Anyone who really wants to dig into details might also enjoy this presentation from the CDC.

Okay, we seem to have go off on the wrong foot here. I am not trying to sell carbon dioxide meters, not do I think they are a reliable indication of covid risk, but they seem to be a neat way of measuring the worst case risk using a cheap, repurposed instrument.

Suppose you are back in my restaurant for some reason: maybe you are a health inspector, and you have to for your job. There are some fans in the wall of the restaurant blowing in air coming in from ducting, but you cannot see where the duct goes. Suppose your carbon dioxide meter is reading significantly higher than it did outside…

The most likely possibility is that the fans are not drawing in air from outside. Maybe the air conditioning outlet and the inlet are too close to each other. Maybe the incoming air is not missing with the restaurant air. I used to work in clean rooms ages ago, and it isn’t always obvious what the air does.

It could be that the air is being filtered and recirculated. This may mean the air is having any covid aerosols removed, and the carbon dioxide level does not correspond to the covid risk. This is the sort of thing they do in passenger aircraft because it is cheaper to filter and recirculate the air than to pressurise and warm the air from outside. This is unlikely to be economic for any public space. Again, it may not work depending on how the air mixes: there are worries that people spread infections on aircraft.

Public spaces might have a set limit to the carbon dioxide concentration over and above the ambient level outside. This may be a cheap and practical measure that may correlate with how healthy the air is. If you feel ill, you take your temperature. Your body temperature is not a measure of how many infectious bacteria you have in you at that moment, or how infectious you are. You may have just come out of a hot bath or sat in from of a roaring fire. But it is a handy measurement if we keep our common sense about us.

I would add the usual cop-out: I would like to see more research on this topic.

Reminds me of a story (Wired? mid-90’s?) of a chip fab’s clean room(s) went out of tolerance, and finding the cause was very difficult and time-consuming.

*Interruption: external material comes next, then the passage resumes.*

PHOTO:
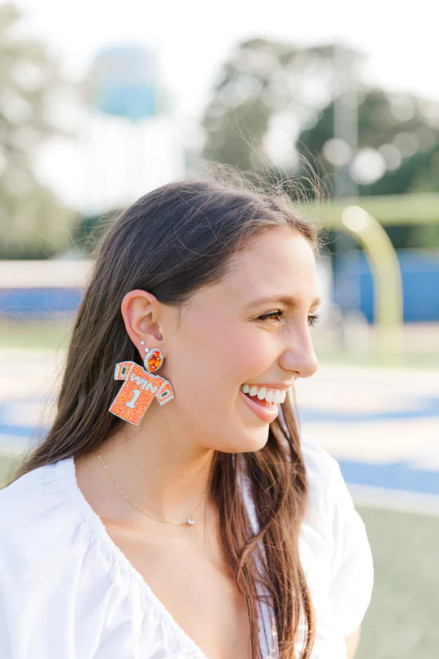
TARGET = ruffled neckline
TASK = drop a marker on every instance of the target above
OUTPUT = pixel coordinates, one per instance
(99, 527)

The article mentioned that clean rooms can be finicky and require some “magic touches” to work correctly.

For fun, I made something like this with a $10 Raspberry Pi Zero, a $11 NDIR sensor from China, a $20 ePaper display, and a few dollars of plastic once I get around to printing a case. I imagine something professional would need some more refinement, but there’s a huge gap between $45 and $179. It’s too bad these kinds of things aren’t cheap and ubiquitous. We mainly use our sensors a reminder to open windows.